‘Jules?’ Miss Ashmore appeared startled. ‘Where was that?’
‘Near the Chase. He had been visiting your uncle. Isn’t he staying here?’
‘Yes – for a few days longer. He didn’t mention going to the Chase, although it is natural enough, of course, that he should visit my uncle.’
‘All you Ashmores are a bit at odds with each other, aren’t you?’
If Rupert Ashmore’s daughter thought this an outrageous remark she refrained from saying so. But she did summon her dachshunds around her, as if proposing to conclude the encounter.

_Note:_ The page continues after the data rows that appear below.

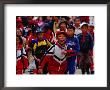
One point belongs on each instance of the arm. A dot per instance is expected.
(77, 46)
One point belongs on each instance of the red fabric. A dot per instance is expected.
(19, 67)
(84, 19)
(26, 64)
(53, 66)
(48, 35)
(35, 71)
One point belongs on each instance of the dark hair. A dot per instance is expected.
(86, 25)
(63, 22)
(20, 39)
(71, 27)
(76, 18)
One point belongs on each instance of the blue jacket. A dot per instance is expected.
(87, 44)
(73, 43)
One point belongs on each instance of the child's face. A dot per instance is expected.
(17, 40)
(61, 39)
(84, 28)
(40, 36)
(70, 32)
(63, 26)
(77, 22)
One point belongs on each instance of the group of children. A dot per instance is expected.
(54, 44)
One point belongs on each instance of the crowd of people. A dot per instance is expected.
(54, 44)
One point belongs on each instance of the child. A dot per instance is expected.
(77, 25)
(86, 44)
(55, 58)
(63, 26)
(40, 46)
(72, 44)
(91, 31)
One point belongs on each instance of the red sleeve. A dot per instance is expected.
(45, 60)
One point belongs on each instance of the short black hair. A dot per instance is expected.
(76, 18)
(71, 27)
(63, 22)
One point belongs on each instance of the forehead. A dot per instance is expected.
(70, 29)
(61, 35)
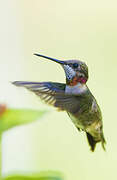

‘Can I give my brother a message?’ she asked.
‘That’s very good of you.’ Bobby now felt extremely awkward. It didn’t seem reasonable to go away without telling this girl – however little he had determined to fancy her – what had happened to her uncle. ‘As a matter of fact,’ he said, ‘I had bad news for him – which I think none of you can have heard. It’s about Mr Martyn Ashmore.’
‘Uncle Martyn? Has he done something hopelessly embarrassing?’
‘I hope it needn’t be called that. He has died – rather suddenly.’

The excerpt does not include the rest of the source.